To a query, he said he had no idea about who was planning to join the Congress. “I have read press reports that some leaders who had joined the BJP after quitting the Congress were facing problems in BJP. If that is true, they may leave the BJP and join the Congress. But we are not engineering defections,” he said. He said that no legislator had contacted him with an intention to join the Congress. “It is possible that some may have contacted the KPCC president,” he said.

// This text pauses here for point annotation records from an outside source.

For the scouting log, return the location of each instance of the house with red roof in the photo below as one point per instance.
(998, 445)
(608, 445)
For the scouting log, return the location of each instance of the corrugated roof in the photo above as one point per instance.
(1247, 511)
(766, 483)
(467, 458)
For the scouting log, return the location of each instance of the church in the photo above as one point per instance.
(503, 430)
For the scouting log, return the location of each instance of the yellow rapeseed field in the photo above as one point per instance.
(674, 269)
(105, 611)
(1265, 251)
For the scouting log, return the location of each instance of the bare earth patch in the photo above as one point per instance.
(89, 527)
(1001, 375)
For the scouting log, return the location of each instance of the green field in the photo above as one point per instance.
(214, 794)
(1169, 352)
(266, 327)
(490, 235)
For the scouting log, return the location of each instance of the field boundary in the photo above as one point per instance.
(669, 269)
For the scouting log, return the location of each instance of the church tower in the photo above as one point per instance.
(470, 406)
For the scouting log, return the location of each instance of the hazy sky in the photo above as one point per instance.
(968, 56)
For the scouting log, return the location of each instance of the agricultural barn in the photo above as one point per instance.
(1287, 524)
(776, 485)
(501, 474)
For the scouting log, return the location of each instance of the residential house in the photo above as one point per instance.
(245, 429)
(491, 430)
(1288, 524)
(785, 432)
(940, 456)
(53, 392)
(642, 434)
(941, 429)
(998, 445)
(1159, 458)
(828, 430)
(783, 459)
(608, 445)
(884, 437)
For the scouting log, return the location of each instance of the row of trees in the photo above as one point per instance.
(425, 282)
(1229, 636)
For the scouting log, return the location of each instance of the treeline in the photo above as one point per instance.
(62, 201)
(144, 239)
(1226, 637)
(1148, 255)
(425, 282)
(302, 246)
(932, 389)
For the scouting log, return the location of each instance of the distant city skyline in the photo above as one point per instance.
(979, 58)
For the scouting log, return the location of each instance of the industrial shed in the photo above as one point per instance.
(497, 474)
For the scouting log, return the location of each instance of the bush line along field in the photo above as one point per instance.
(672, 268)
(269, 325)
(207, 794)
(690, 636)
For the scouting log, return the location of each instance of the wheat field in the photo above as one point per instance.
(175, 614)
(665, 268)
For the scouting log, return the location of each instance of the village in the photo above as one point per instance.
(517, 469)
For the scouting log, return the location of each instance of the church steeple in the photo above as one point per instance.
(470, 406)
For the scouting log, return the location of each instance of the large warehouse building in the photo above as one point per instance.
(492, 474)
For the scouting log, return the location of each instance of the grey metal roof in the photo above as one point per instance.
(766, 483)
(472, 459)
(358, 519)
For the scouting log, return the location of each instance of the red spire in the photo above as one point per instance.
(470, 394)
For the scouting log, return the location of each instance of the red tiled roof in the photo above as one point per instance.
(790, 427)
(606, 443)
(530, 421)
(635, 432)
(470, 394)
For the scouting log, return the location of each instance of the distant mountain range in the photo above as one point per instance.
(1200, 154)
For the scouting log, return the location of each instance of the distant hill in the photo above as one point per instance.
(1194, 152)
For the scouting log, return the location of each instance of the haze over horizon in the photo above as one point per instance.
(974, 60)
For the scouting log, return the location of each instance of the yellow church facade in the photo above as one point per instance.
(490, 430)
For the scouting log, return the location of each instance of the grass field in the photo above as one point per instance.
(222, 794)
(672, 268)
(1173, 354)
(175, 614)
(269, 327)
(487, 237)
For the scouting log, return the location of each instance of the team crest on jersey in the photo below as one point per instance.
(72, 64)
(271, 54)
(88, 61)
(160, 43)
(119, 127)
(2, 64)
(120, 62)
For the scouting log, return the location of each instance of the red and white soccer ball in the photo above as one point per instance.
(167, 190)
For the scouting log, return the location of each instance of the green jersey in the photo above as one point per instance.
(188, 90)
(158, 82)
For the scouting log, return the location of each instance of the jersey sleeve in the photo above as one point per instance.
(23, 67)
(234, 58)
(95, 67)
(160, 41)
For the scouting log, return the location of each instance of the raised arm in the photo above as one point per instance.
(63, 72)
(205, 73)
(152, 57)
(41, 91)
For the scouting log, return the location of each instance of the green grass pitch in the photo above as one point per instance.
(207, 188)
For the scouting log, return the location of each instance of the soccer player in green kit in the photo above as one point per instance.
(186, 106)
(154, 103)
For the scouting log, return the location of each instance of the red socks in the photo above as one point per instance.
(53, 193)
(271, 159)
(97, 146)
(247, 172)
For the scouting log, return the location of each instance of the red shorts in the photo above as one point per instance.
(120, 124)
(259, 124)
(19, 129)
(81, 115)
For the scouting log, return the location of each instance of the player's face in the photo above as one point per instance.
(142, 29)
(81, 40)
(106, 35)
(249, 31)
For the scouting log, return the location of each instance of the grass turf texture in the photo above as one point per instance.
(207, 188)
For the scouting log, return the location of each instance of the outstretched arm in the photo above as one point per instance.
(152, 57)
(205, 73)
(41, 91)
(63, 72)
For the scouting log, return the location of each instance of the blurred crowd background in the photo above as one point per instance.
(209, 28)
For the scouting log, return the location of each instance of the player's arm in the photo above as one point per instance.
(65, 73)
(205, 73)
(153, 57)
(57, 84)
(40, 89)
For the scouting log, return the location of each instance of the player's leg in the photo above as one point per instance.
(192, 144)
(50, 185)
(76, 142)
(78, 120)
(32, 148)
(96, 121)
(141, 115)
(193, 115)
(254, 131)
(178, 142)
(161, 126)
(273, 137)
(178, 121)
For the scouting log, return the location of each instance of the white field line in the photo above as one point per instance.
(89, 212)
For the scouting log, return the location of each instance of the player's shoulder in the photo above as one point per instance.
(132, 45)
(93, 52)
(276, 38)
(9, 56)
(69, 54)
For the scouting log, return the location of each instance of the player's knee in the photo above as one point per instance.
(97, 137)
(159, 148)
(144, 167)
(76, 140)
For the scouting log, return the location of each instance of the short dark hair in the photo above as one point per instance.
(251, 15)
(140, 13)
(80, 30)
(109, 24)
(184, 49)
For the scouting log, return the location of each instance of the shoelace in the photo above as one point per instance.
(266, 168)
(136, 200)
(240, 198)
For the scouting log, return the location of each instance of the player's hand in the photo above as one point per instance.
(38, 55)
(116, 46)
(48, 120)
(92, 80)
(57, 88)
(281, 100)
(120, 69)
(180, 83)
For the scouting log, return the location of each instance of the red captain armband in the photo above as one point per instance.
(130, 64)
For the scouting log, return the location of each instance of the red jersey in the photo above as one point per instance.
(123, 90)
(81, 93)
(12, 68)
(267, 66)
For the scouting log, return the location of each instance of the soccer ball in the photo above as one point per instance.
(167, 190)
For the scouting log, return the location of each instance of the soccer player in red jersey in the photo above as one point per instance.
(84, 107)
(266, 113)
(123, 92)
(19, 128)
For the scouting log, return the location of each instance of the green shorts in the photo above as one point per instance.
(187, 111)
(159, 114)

To a query, he said that there was no need to raise questions of a Dalit becoming CM of Karnataka now. “The Congress is running a pro-people government in the State and introducing several developmental and welfare programmes, including fulfilling the five guarantees. Other issues are irrelevant now,’‘ he said. He dismissed as ‘media-created rumours’, reports of a change of leadership in the State after two and a half years.

To a query on the letter written by some Dalit leaders against the possible nomination of Sudham Das to the Legislative Council, Dr. Parameshwara said that he had no knowledge of the existence of the letter. He admitted, however, that there was a feeling among senior Dalit leaders that the party should have favoured a dedicated party worker from the community over Mr. Das. “But what we feel is not important. What is important is what the party leadership thinks about such issues. If such ideas are acceptable to the party high command, we will have to accept them,” he said.